Monty Don: ‘Redeveloping a garden is as vandalistic as bulldozing a cathedral’

In the end, the service station did not make the cut, but in his exploration Don questions what a garden can be, highlighting several projects that hover at the boundaries of art – such as the Crawick Multiverse in Dumfries and Galloway, created across 55 acres of a former open-cast coal mining site. In 2015 it was reimagined after the Duke of Buccleuch commissioned the landscape architect Charles Jencks to reinvigorate the site with a monumental scheme of landforms, voids, walks, and monolithic stones arranged in a cosmic design.

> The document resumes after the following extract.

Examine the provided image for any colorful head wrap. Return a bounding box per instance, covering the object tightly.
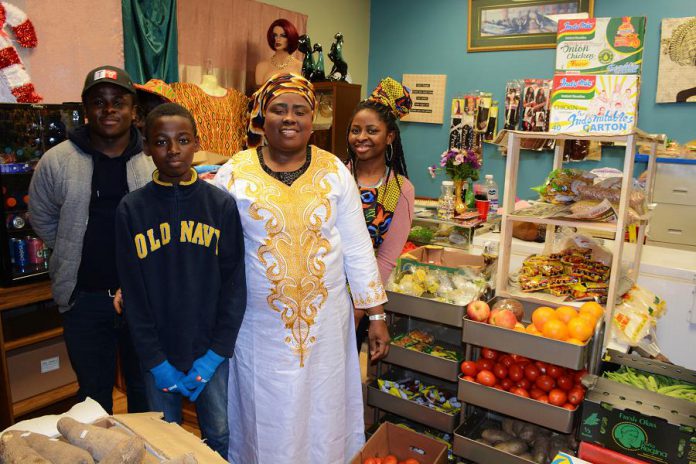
[247,73,316,148]
[367,77,413,119]
[134,79,176,102]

Another example is Plaz Metaxu in Devon – a series of enclosed spaces, clipped forms, reflective bodies of water, and inscribed standing stones created over decades by Alasdair Forbes in what was once a collection of fields. “It’s entirely metaphorical and symbolic,” he explains. “If you don’t get the references, if you’re not really informed about classical mythology, that’s another level of challenge, but it was completely fascinating.”
For Don, who was making British Gardens concurrently with a series on Spanish gardens, our climate is a gift. Gardening in Britain, he says, is relatively easy compared to almost anywhere else in the world. “You go to central Spain, where in winter it’s –15C for five weeks, and in summer it’s 50C-plus for five weeks. How anything grows is a miracle. The worst we get is too much rain, or a little bit too much heat or a little bit too much cold. We’re not serious people when it comes to weather – almost everything will grow.”
In his introduction, Don sets out how we became a nation of gardeners, rooted in the 18th century when the Industrial Revolution led to rapid urbanisation. “A wider range of society was able to garden for pleasure rather than for need, and this idea that the garden is an escape, a sanctuary, a haven developed,” he says. Gardening is, he believes, one of the very few things that cuts across class. “It’s a lingua franca – you really, genuinely, can talk about gardening to anybody from any background and you’re speaking the same language.”